第5話 勇者を籠絡したいなら、茶をしばけばいいじゃない
「お初にお目にかかり、光栄です勇者様」
背筋を伸ばし、頭を控えめに下げる角度も完璧。
指先の一つ一つまで計算された所作。
銀食器を持つ手つきから、杯の傾け方まで————私はこれまで宮廷で培ってきたテーブルマナーをここぞとばかりに披露していた。
勇者を手下にしよう(ゲフンゲフン)————もとい、協力を依頼しようと決意して早三日。
お父様がいつ気が変わるのかとびくびくしながらも、マリナスは三日三晩を勇者探しに費やした。
主に髪の薄いアンドレアス冒険者組合長にひたすらアタックした。
王室からの贈り物、優遇措置の約束、果ては父王に言いつけるぞという脅しまで(んなことしないけどね)。

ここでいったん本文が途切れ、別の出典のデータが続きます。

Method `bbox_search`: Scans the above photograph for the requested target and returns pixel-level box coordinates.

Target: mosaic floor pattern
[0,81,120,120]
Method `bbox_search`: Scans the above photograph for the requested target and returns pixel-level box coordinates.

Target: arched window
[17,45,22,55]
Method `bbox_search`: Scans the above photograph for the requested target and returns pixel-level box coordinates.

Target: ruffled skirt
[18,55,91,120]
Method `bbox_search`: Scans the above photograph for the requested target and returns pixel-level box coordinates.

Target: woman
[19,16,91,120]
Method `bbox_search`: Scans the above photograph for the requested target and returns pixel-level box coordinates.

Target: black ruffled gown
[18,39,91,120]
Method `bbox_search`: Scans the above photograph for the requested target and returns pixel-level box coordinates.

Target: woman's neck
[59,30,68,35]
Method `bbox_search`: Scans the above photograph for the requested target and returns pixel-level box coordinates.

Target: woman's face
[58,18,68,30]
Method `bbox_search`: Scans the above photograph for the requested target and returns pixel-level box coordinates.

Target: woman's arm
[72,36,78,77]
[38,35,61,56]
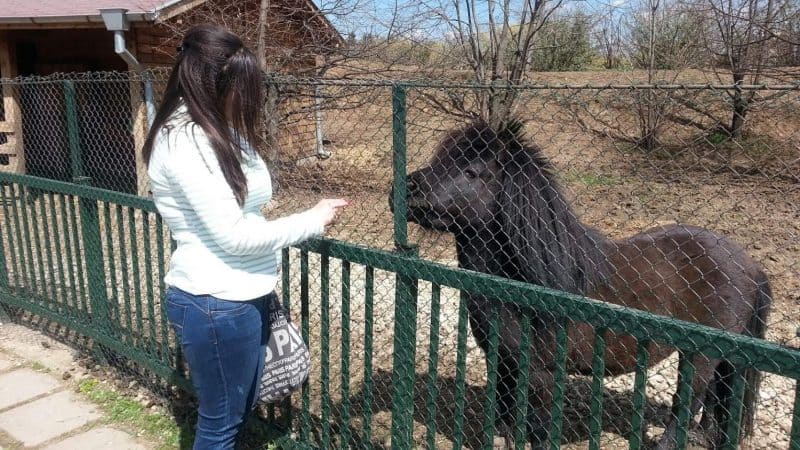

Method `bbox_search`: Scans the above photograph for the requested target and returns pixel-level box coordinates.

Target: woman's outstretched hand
[311,198,349,226]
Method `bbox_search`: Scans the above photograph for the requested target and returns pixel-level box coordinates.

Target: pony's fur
[407,121,772,448]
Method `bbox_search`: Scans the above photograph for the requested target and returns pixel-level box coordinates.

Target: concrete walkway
[0,323,152,450]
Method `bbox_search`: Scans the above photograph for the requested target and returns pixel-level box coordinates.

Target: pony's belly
[567,324,675,376]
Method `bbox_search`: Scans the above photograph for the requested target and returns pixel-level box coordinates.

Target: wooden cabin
[0,0,343,195]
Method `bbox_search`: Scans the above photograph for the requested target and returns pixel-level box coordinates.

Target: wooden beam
[0,31,25,173]
[156,0,208,22]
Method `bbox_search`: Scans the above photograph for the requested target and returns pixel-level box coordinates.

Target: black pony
[398,121,771,448]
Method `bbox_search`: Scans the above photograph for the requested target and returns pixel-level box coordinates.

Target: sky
[317,0,635,39]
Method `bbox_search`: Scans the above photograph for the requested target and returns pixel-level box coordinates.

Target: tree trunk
[728,72,749,139]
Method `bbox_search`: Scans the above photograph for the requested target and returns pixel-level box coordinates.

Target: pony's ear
[499,149,586,293]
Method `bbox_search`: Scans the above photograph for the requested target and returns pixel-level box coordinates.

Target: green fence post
[392,85,409,251]
[64,80,111,357]
[64,80,89,184]
[0,198,13,322]
[392,85,417,449]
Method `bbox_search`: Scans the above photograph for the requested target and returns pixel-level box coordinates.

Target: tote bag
[259,295,310,403]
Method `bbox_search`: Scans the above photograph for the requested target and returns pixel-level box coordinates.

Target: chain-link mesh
[0,73,800,448]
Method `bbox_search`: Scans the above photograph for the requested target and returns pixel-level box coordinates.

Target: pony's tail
[704,271,772,448]
[742,270,772,437]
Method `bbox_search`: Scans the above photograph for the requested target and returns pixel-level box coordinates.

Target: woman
[143,25,347,449]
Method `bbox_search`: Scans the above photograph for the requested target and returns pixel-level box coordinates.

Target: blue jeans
[166,287,275,450]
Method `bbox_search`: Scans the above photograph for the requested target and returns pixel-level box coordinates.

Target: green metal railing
[0,79,800,449]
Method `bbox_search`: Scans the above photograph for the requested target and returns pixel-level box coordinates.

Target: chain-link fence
[0,68,800,448]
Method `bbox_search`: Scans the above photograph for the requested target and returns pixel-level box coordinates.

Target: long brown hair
[142,25,263,206]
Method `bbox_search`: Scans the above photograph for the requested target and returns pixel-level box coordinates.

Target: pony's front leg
[526,366,554,449]
[656,356,719,450]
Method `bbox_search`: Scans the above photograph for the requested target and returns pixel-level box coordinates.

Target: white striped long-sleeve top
[148,105,324,301]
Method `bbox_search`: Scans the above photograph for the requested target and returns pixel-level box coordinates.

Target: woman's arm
[166,125,328,255]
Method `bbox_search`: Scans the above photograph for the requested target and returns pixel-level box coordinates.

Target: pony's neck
[454,226,516,278]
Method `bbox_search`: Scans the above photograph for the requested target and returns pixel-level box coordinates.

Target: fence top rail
[0,68,800,91]
[0,172,158,213]
[266,76,800,91]
[299,239,800,379]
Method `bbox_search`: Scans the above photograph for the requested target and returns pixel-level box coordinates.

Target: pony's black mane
[437,120,609,294]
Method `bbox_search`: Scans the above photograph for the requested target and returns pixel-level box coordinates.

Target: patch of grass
[566,173,622,187]
[78,379,185,450]
[707,131,730,145]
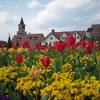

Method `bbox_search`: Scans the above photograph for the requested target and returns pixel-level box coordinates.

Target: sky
[0,0,100,41]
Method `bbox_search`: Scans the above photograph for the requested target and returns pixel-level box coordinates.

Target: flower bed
[0,37,100,100]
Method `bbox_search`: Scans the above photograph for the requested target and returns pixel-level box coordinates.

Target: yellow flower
[96,55,100,59]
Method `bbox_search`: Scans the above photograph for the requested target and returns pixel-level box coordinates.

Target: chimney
[51,29,55,33]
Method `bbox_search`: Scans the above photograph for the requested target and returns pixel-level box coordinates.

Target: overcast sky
[0,0,100,40]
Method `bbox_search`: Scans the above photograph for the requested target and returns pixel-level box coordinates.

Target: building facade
[42,29,86,46]
[12,18,44,48]
[87,24,100,43]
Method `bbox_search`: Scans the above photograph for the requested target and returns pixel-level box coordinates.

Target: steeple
[17,17,26,34]
[20,17,24,25]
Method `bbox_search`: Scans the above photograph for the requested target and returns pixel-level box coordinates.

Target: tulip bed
[0,38,100,100]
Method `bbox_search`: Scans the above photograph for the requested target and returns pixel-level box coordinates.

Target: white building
[42,29,86,46]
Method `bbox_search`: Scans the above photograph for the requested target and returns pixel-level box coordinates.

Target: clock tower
[17,18,26,34]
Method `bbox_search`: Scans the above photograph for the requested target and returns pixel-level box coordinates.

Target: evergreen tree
[7,35,12,48]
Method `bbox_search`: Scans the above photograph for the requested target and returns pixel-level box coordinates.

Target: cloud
[28,0,94,28]
[0,11,19,25]
[27,0,43,8]
[0,10,20,40]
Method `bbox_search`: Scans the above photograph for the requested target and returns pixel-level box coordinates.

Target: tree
[7,35,12,48]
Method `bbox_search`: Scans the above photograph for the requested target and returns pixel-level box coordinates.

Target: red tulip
[85,42,96,53]
[22,39,30,48]
[80,40,87,48]
[16,54,23,64]
[65,35,76,47]
[35,44,46,51]
[54,41,66,52]
[12,43,18,49]
[41,56,50,68]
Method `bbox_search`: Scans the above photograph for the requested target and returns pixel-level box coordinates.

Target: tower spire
[17,17,26,34]
[20,17,24,24]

そうしてようやく勇者とのアポイントメントが取れたのだった。
「初めまして、私はアンドレアス王国第一王女、マリナス・アンドレアスでございますわ」
私は丁寧に自己紹介をし、頭を下げる。
それにしても、勇者レックスがまさか女性だったとは————
夕陽を思わせる金色の長い髪が肩を滑り落ちている。
切れ長の目には氷山のような冷たさを湛えた青い瞳。
紺色と黒の精巧な刺繍が施されたチュニックは、実用性と美しさを兼ね備えていた。
その佇まいからは、数多の戦いを潜り抜けてきたという力強さと、同時に女性特有の優美さが感じられる。
そして彼女の隣には、もう一人の冒険者が座っていた。
肩幅が広く、腕の筋肉が衣服の下で盛り上がる大柄な男。
おそらく彼女の冒険者仲間だろう。
「ささ、本日は特別に最高級の紅茶を仕入れさせています。どうぞお召し上がりください」
私はそう言いながら、ウェイターに合図をし、紅茶をカップに注がせた。
琥珀色の液体から立ち上る芳醇な香りが周囲に広がる。
仕入れさせたと言いつつ、本当は自分で持ち込んだのだが。
それくらい、私は今日のこの場に賭けている。
この交渉だけは失敗できない。
本当は王室に呼ぶのが一番いいのだが、今回は父王に内緒の非公式な会合。
それゆえ、彼女が知る限りで最も格式高いレストランを選んだのだ。
「まさか、あの有名な勇者様にお会いできるなんて、夢のようですわ」
ひたすらへりくだった言葉を並べる。
相手のまつ毛の長さが見えるくらい、自分を下に下に押し下げ、コミュニケーションを図った。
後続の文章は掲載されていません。